What is the Big Idea?
Tacked on to the end of the lengthy Dodd-Frank Act, which imposed new government safeguards after the U.S. financial crisis, there is an unusual provision that requires publicly traded companies whose products might contain minerals from the conflict-ridden areas in Central Africa to report to shareholders and the S.E.C. if their mineral supply comes from the Democratic Republic of Congo.
"The measure is aimed at cutting off the brutal militia groups that have often taken over the mining and sale of so-called conflict minerals to finance their military aims," according to The New York Times.
While most companies affected by the law support the measure, businesses are pushing for lengthy phase-in periods and minimal use of the minerals. Lawmakers, electronic makers and international aid groups have been grappling with this debate in recent months.
What is the Significance?
Almost all consumer electronic part uses some form of four major minerals:
- columbite-tantalite - cellphones, turbines
- cassiterite - coffee cans and circuit boards
- wolframite - light bulbs and machine tools
- gold - used as an electronic conductor, jewelry
“We don’t think you need to have people being killed in order to have these metals in our cellphones,” Corinna Gilfillan, head of the United States office of Global Witness, told The New York Times.

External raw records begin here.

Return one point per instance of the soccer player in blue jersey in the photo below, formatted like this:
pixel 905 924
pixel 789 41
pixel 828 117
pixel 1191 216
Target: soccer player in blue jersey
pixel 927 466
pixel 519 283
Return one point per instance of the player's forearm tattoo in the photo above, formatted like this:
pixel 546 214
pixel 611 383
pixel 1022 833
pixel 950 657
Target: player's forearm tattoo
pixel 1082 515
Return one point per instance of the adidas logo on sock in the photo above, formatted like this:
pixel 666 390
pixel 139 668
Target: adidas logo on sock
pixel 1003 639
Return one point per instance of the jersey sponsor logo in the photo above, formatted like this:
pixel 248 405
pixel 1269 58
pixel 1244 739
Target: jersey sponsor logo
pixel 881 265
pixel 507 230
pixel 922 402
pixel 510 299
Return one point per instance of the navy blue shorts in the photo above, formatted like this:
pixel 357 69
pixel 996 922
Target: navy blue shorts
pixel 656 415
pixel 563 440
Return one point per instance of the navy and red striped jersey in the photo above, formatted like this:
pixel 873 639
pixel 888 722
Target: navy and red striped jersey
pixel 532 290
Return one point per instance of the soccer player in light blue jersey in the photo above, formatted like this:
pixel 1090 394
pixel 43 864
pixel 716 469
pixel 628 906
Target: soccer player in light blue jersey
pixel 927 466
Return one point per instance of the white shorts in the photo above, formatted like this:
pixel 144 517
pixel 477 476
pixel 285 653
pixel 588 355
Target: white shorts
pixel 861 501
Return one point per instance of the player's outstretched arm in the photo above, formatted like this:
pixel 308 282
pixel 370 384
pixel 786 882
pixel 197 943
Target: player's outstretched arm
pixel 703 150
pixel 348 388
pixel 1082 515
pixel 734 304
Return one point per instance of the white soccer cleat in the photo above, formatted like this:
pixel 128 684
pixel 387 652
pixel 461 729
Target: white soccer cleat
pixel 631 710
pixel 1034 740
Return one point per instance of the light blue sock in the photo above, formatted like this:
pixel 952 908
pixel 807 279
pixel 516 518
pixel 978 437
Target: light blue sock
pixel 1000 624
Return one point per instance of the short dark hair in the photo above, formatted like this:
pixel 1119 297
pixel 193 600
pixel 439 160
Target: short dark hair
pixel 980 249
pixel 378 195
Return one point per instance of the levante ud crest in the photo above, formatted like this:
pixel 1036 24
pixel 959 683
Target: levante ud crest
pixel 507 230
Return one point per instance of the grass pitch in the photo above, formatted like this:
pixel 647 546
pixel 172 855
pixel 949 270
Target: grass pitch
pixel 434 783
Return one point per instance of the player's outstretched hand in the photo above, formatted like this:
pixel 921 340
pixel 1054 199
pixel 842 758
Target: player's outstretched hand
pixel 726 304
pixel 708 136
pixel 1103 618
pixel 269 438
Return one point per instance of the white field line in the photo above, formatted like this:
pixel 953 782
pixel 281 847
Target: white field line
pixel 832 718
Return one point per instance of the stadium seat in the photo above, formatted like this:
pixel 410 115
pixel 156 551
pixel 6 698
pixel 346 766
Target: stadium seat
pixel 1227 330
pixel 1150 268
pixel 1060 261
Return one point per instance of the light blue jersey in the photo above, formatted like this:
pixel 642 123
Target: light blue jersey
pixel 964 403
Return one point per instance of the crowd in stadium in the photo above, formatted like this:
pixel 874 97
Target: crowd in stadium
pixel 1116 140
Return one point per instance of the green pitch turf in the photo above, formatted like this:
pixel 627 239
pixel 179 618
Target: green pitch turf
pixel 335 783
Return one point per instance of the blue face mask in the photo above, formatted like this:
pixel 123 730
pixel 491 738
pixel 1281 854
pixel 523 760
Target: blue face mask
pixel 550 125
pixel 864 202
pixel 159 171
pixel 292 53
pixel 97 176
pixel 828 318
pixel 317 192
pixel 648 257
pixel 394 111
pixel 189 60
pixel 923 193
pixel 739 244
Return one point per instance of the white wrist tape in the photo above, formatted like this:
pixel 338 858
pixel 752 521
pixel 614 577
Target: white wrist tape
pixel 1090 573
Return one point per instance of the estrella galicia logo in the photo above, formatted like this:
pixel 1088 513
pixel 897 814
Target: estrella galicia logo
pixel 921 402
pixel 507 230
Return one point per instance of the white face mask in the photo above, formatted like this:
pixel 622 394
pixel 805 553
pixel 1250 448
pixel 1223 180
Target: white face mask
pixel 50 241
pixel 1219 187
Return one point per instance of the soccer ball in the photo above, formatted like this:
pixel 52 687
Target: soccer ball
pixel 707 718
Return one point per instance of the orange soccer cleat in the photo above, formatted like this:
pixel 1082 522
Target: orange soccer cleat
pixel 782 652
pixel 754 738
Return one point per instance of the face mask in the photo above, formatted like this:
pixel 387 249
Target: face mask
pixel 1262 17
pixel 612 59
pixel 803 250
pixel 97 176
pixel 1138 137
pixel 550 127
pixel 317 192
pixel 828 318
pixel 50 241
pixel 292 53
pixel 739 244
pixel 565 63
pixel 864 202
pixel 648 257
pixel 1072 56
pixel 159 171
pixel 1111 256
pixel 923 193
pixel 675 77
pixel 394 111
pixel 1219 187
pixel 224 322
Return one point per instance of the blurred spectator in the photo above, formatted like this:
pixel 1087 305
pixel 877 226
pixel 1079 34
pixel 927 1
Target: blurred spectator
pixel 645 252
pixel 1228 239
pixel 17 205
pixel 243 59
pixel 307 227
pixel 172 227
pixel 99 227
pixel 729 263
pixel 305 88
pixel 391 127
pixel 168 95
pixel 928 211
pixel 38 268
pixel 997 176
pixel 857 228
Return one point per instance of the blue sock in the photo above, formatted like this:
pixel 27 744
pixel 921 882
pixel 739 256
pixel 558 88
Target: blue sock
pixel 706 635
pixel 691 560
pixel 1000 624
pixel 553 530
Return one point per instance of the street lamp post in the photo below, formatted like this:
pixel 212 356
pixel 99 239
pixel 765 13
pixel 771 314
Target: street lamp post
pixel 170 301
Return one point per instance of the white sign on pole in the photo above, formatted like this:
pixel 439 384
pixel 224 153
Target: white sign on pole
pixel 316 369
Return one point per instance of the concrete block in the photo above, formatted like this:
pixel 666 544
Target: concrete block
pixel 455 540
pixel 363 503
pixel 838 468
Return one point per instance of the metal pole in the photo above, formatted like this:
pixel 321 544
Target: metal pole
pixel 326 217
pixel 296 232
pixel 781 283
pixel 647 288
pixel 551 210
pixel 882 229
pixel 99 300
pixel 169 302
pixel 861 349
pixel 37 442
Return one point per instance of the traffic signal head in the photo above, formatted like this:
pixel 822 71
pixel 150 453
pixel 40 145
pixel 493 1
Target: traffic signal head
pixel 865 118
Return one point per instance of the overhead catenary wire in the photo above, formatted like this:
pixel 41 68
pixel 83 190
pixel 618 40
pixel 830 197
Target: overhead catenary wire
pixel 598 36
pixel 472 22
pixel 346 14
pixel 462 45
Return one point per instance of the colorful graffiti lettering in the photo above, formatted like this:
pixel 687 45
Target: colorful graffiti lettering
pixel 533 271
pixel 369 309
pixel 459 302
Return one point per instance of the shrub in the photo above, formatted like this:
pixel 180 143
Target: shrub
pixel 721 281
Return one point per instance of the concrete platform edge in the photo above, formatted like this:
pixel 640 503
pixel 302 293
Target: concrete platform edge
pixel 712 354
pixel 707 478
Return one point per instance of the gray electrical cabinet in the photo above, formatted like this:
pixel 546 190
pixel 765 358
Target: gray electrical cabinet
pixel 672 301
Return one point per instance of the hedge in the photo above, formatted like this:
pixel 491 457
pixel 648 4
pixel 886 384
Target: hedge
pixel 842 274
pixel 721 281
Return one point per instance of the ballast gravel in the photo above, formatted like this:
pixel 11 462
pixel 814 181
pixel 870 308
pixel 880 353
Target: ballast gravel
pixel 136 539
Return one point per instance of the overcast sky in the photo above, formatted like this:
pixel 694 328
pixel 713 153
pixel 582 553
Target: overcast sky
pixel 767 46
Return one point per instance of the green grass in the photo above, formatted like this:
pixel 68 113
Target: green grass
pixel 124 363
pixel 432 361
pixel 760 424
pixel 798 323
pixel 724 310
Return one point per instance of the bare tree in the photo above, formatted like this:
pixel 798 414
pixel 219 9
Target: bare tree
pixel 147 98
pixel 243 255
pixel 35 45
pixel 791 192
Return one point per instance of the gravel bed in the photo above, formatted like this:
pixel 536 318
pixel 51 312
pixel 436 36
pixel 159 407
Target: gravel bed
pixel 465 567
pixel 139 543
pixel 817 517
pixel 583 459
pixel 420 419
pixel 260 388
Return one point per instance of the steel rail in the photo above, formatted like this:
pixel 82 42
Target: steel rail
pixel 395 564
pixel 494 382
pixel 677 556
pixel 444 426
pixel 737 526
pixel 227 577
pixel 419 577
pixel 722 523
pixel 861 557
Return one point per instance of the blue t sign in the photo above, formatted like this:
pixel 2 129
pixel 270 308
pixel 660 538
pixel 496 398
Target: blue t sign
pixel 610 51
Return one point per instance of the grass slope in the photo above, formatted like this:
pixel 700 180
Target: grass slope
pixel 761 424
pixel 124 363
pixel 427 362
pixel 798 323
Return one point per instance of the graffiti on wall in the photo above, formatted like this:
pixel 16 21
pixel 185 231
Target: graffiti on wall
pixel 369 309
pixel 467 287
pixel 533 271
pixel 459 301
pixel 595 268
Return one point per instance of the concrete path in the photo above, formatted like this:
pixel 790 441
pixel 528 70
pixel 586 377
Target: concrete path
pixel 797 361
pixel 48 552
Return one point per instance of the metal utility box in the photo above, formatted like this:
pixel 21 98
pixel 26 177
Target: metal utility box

While the folks in Washington duke it out, delay implementation of the provision and entrench themselves in hundreds of meetings, the mineral embargo is having an unintended and negative effect on the traders and diggers in the Congo.
“It is causing, I would say, a sort of embargo on traders and diggers in Eastern Congo,” Serge Tshamala, an official at the Embassy of the Democratic Republic of Congo. “The longer it takes the S.E.C. to come up with guidelines, the worse it is for our people.” Mr. Tshamala and other Congo government officials met with the agency’s staff members in June, urging them to speed completion of the regulations.
This debate is adding another layer of complexity and controversy to the manufacturing of electronics, particularly Apple products. Foxconn, which makes iPhones and iPads made headlines recently for its harsh working conditions at its huge manufacturing plants in China. There was a series of suicides at Foxconn in 2010 and an explosion killed three workers at its Chengdu location.
While Mike Daisey's falsified report on This American Life has taken some of the heat off the company, their working conditions are still being called into question and labor groups, shareholders and investors say they will continue to monitor its treatment of workers.
Apple has been innovators of slick electronic products, but they have less than stellar environmental practices. They have consistently lagged behind competitors, particularly HP and Dell, in environmental programs such as recycling computers, phasing out toxic chemicals and ensuring transparency and a willingness to talk to environmental groups.